HRW: Israel's ambulance bombing was no hoax

You remember when Israel bombed two ambulances in Lebanon back in July this year? You remember how a site called zombietime said it was a hoax by Hizbullah? You remember the Australian foreign minister, Alexander Downer, denouncing the original report? And you remember Engage running with the "it was a hoax" line, even stooping so low as to link, apparently approvingly, to Melanie Phillips's site? Ah good. Well Human Rights Watch has done a thorough investigation and the report is on The Alternative Information Centre site.
During the Israel-Hezbollah war, Israel was accused by Human Rights Watch and numerous local and international media outlets of attacking two Lebanese Red Cross ambulances in Qana on July 23, 2006. Following these accusations, some websites claimed that the attack on the ambulances “never happened” and was a Hezbollah-orchestrated “hoax,” a charge picked up by conservative commentators such as Oliver North. These claims attracted renewed
attention when the Australian foreign minister stated that “it is beyond serious dispute that this episode has all the makings of a hoax.”

In response, Human Rights Watch researchers carried out a more in-depth investigation of the Qana ambulance attacks. Our investigation involved detailed interviews with four of the six ambulance staff and the three wounded people in the ambulance, on-site visits to the Tibnine and Tyre Red Cross offices from which the ambulances originated to review their records and meet with supervisors, an examination of the ambulances that were struck, an on-site visit to the Qana site where the attack took place, and interviews with others such as international officials with the International Committee of the Red Cross who were involved in responding to the attack on the night it happened.

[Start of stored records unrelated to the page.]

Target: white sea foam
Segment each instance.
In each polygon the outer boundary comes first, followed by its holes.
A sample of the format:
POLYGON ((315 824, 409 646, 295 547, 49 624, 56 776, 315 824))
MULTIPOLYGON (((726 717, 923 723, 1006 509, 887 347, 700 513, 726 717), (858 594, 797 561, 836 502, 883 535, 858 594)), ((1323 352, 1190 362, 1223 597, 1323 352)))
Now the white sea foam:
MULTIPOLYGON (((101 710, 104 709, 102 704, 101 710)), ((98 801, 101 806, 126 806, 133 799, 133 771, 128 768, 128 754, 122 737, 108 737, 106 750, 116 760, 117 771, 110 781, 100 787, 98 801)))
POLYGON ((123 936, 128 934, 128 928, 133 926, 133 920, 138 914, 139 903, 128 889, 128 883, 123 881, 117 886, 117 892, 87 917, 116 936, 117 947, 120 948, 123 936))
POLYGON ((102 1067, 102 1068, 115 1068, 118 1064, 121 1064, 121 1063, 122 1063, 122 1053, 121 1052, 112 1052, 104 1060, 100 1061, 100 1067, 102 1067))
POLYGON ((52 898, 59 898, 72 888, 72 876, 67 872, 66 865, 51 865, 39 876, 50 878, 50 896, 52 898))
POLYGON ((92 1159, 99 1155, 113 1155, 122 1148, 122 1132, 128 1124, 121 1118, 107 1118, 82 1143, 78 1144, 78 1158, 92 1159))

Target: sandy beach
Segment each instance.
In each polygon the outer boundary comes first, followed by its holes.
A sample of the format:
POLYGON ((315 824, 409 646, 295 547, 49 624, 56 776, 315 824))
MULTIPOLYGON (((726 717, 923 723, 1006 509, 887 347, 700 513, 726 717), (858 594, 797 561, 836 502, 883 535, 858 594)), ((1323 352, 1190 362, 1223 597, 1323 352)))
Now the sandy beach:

On the basis of this investigation, we conclude that the attack on the ambulances was not a hoax: Israeli forces attacked two Lebanese Red Cross ambulances that night in Qana, almost certainly with missiles fired from an Israeli drone flying overhead. The physical and testimonial evidence collected by Human Rights Watch disproves the allegations of a “hoax,” made by persons who never visited Lebanon and had no opportunity to assess the evidence first-hand. Those claiming a hoax relied on faulty conjectures based on a limited number of photographs of one of the ambulances.
Now in fairness to Engage they did an update when The Australian stood by its story. So I wonder if they will update now that the hoax story has itself been shown to be a hoax. I'm guessing Melanie Phillips won't.